---
title: "Estimation"
author: "The ASTA team"
output:
  slidy_presentation:
    fig_caption: no
    highlight: tango
    theme: cerulean
  pdf_document:
    fig_caption: no
    highlight: tango
    number_section: yes
    toc: yes
---


```{r, include = FALSE}
## Remember to add all packages used in the code below!
missing_pkgs <- setdiff(c("mosaic"), rownames(installed.packages()))
if(length(missing_pkgs)>0) install.packages(missing_pkgs)
```
# Estimation

## Aim of statistics

* Statistics is all about "saying something" about a population.
* Typically, this is done by taking a random sample from the population.
* The sample is then analysed and a statement about the population can be made.
* The process of making conclusions about a population from analysing a sample is called **statistical inference**.

## Random sampling schemes

Simple sampling(explained in Agresti section 2.2): 
Each experimental unit(fex persons) has the same probability of being selected(fex for an interview)

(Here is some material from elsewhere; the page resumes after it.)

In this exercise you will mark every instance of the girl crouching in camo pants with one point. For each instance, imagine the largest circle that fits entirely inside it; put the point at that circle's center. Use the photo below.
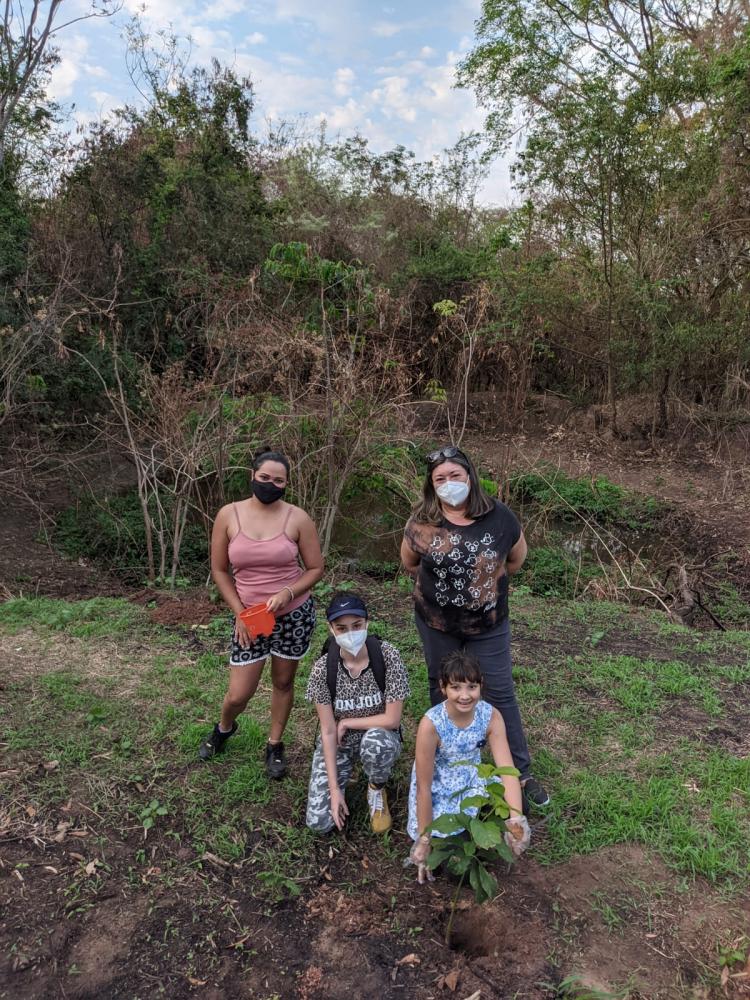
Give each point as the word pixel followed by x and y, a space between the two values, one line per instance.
pixel 359 687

Other strategies for obtaining a random sample from the target population are explained in Agresti section 2.4:


+ Systematic sampling
+ Stratified sampling
+ Cluster sampling
+ Multistage sampling
+ ...

## Point and interval estimates

* We want to study hypotheses for population parameters, e.g.
  the mean $\mu$ and the standard deviation $\sigma$.
    * If $\mu$ is e.g. the mean waiting time in a queue, then it might
      be relevant to investigate whether it exceeds 2 minutes.
* Based on a sample we make a **point estimate** which is
  a guess of the parameter value.
    * For instance we have used $\bar{y}$ as an estimate of $\mu$ and
      $s$ as an estimate of $\sigma$.
* We often want to supplement the point estimate
  with an **interval estimate** (also called a **confidence interval**). 
  This is an interval around the
  point estimate, in which we are confident (to a certain degree)
  that the population parameter is located.
* The parameter estimate can then be used to investigate our hypothesis. 


## Point estimators: Bias

* If we want to estimate the population mean $\mu$ we have several
  possibilities e.g.
    * the sample mean $\bar{y}$
    * the average $y_T$ of the sample upper and lower quartiles
* Advantage of $y_T$: Very large/small observations have little
  effect, i.e. it has practically no effect if there are a few errors
  in the data set.
* Disadvantage of $y_T$: If the distribution of the population is
  skewed, i.e. asymmetrical, then $y_T$ is **biased**, meaning that in the long run
  this estimator systematically over or under estimates the value of
  $\mu$.
* Generally we prefer that an estimator is **unbiased**, i.e. its
  distribution is centered around the true parameter value.
* Recall that for a sample from a population with mean $\mu$, the sample mean   $\bar{y}$ also has mean $\mu$. That is, $\bar{y}$ is an unbiased estimate    of the population mean $\mu$.  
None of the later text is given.